Rafa Nadal starts the final push to what he hopes will be a return to the top of the world rankings when he gets under way at the China Open on Tuesday.
The Spaniard has played only one singles and a doubles match since winning the U.S. Open earlier this month, during a crushing Davis Cup victory over Ukraine, and is re-energised for the final stretch of a season that started under a cloud but has turned into one of his best.
Since returning from a seven-month injury lay-off in February the 27-year-old has been virtually unstoppable, winning 10 titles and compiling a 61-3 record.
Novak Djokovic, who he beat in the French Open semi-finals and in the U.S. Open final, remains number one but with no points to defend between now and the ATP World Tour finals, Nadal looks a strong favourite to climb above the Serb.
It could happen as soon as next Monday if Nadal at least reaches the final in Beijing, even if Djokovic wins the title.
"It will be very tough to become number one," Nadal was quoted on the ATP website, although to all intents and purposes the hard work is already done.
"If I am still playing the same way that I have the past couple of months, I hope to have my chance here or in the next few weeks.

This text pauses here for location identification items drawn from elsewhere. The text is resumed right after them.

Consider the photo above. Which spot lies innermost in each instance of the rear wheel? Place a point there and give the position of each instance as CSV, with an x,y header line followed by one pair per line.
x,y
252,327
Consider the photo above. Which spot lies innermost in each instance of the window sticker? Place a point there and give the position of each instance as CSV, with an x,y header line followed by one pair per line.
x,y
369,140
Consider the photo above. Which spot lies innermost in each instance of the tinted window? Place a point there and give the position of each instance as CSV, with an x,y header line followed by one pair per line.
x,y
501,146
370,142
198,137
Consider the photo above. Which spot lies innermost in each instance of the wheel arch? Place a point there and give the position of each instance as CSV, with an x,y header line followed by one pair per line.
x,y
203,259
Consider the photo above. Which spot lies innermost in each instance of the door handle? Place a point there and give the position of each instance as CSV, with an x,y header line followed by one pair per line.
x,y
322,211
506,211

I am completing a great season.
"I'm playing one of the best seasons of my career. That's why I'm in a good position in the rankings and I had great successes in the important tournaments."
Djokovic has ended the year as number one for the past two seasons but only a Nadal injury relapse looks likely to allow him to make it a third year in succession.
He said he has no complaints about his imminent drop to second, although he will keep fighting.
"With no doubt (Nadal) has had the best results this year," Djokovic said. "This year, he's been the best player in the world. I have been having ups and downs throughout this year.
"But still it was quite a good season for me. But it's not over."
Nadal begins as second seed in Beijing against Colombian Santiago Giraldo while Djokovic faces Lukas Rosol.
World number three Andy Murray is missing having undergone back surgery while former world number one Roger Federer is also absent.
(The story has been filed again to correct number of Davis Cup matches played in second para.)